Alarcón era liberal, anticlerical, antimonárquico, romántico y republicano. García de Quevedo era conservador, monárquico, devoto, apasionado del orden y del sistema. Nacido en Coro, en pleno fragor independentista, su familia —realista furibunda— había huido despavorida de ese cataclismo anárquico y se había radicado en Puerto Rico, primero, y años después en España, donde recibió una esmerada y calibrada educación. Para los García de Quevedo, Venezuela había pasado de ser una provincia idílica y apacible a un incomprensible territorio apocalíptico. Siempre identificado con los intereses burgueses, el vástago manifestó con sagaz lucidez su moderación ideológica. Que llegase un chico malvestido y rebelde a insultar a la reina le pareció una afrenta personal. No hay alternativas: su deber era aleccionarlo.
Alarcón disparó primero y erró el tiro. Entonces, García de Quevedo preparó su arma, apuntó y, con graciosa bondad, disparó deliberadamente lejos del objetivo. Alarcón se sintió muerto y cuando se percató de la hidalguía de su contrincante, su espíritu se había transformado. Había adquirido una súbita madurez. El propio Alarcón confesó: “Tan cierto es que aquel día acaeció algo muy grave en mi corazón y en mi inteligencia que, desde entonces, hasta que volví a publicar una idea política, ¡dejé pasar nueve años! Toda mi juventud.”
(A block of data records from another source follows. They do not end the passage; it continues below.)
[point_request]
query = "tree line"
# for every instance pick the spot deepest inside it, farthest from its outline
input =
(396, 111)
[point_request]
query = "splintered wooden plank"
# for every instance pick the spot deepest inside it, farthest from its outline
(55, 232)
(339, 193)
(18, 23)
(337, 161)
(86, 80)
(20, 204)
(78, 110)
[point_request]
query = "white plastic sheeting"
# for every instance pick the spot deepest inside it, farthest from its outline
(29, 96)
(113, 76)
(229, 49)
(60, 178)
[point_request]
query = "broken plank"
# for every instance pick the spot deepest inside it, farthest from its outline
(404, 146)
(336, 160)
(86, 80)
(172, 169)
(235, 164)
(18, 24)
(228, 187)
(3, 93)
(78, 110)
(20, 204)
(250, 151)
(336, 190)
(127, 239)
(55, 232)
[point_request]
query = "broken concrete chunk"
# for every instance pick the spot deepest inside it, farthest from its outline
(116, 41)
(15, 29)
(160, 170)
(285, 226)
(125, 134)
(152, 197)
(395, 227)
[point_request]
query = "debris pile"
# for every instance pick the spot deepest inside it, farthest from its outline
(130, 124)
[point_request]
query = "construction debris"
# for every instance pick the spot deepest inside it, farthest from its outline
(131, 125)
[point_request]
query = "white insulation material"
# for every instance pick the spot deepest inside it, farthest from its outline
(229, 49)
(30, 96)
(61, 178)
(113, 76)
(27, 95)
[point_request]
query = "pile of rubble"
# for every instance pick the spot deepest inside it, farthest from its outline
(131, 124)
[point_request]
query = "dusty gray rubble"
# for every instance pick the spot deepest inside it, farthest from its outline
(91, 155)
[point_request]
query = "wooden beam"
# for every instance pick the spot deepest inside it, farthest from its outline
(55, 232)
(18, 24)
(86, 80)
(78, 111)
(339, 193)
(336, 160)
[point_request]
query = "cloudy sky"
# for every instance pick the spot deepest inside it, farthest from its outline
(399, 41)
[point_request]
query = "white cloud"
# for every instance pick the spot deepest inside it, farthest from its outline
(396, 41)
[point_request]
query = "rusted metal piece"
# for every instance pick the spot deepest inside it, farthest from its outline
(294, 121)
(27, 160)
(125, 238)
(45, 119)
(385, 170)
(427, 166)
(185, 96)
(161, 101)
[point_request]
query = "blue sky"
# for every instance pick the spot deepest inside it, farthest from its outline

La reina agradeció a García de Quevedo los servicios prestados nombrándolo Cónsul General de España en la República de Venezuela. Tal vez supuso que a su gallardo defensor le hacía ilusión representar los resabios imperiales del hispanismo en su tierra de origen. García de Quevedo llegó a Venezuela a finales del terrible monagato y fue testigo de los albores de un nuevo cataclismo: la absurda Guerra Federal. Es fácil imaginarlo cerrando los ojos y suspirando ante tal cúmulo de despropósitos. Sin embargo, sus funciones fueron muy dignas y expresó por escrito su estupor ante la exuberante belleza de Caracas. Años después, una bala perdida lo alcanzó mientras daba pasos de flâneur durante la revuelta de la Comuna de París. Murió pocos días después. Su obra literaria no supera la calidad novelesca de su vida.